Em 2014, a candidata Marina Silva fazia duras críticas ao PT (com Dilma Rousseff) e ao PSDB (com Aécio Neves). O discurso era o mesmo: pouco posicionamento e mais plebiscito. O povo passou o primeiro turno daquele ano sem conhecer a candidata que estava substituindo Eduardo Campos, mas todos sabiam dos plebiscitos. Marina ficou fora do segundo turno, mas nos últimos dias decidiu apoiar o tucano Aécio Neves.

“Estamos diante da inflação, que corrói o salário dos trabalhadores. O dinheiro dos nossos impostos está escorrendo em casos de corrupção que envergonham o país. Espalha o medo, parte para ataques pessoais, ao invés de debater projetos e soluções porque sabe que assim evita expor as fraquezas e os erros do seu governo”, disse a ex-candidata ao se referir ao Partido dos Trabalhadores – naquele ano, Dilma buscava a reeleição.

Em 2018, Marina voltou atacando todos. Tanto Jair Bolsonaro (PSL), quanto Fernando Haddad (PT), passaram pela navalha da ex-senadora, ex-ministra de Lula e ex-candidata.
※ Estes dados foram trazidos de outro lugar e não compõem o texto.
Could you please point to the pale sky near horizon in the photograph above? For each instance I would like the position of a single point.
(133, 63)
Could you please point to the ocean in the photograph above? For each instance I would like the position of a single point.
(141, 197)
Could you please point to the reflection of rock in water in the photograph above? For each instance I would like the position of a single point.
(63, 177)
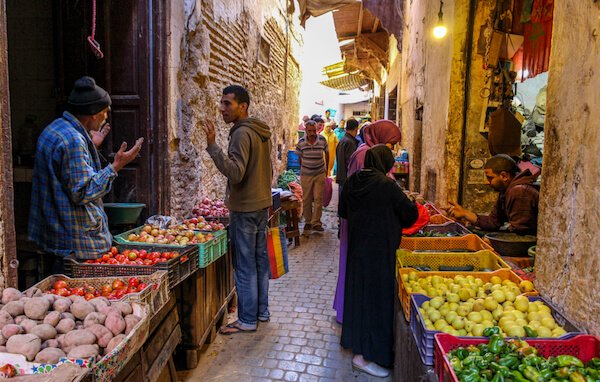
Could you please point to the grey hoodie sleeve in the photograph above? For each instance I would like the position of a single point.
(234, 165)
Com o discurso de sempre, Marina ficou em oitavo lugar, atrás de Henrique Meireles, Cabo Daciolo e o novato João Amoêdo, e conseguiu 1% das intenções de voto, ou seja, 1.069.539 votos – muito diferente dos 22.159.951 votos que ela recebeu em 2014, quando ficou em terceiro.

A Rede Sustentabilidade anunciou neutralidade, mas faltando cinco dias para o segundo turno, Marina pareceu ter esquecido a ameaça da inflação, os casos de corrupção e as investidas do PT para esconder os erros que cometeu nos 13 anos de governo.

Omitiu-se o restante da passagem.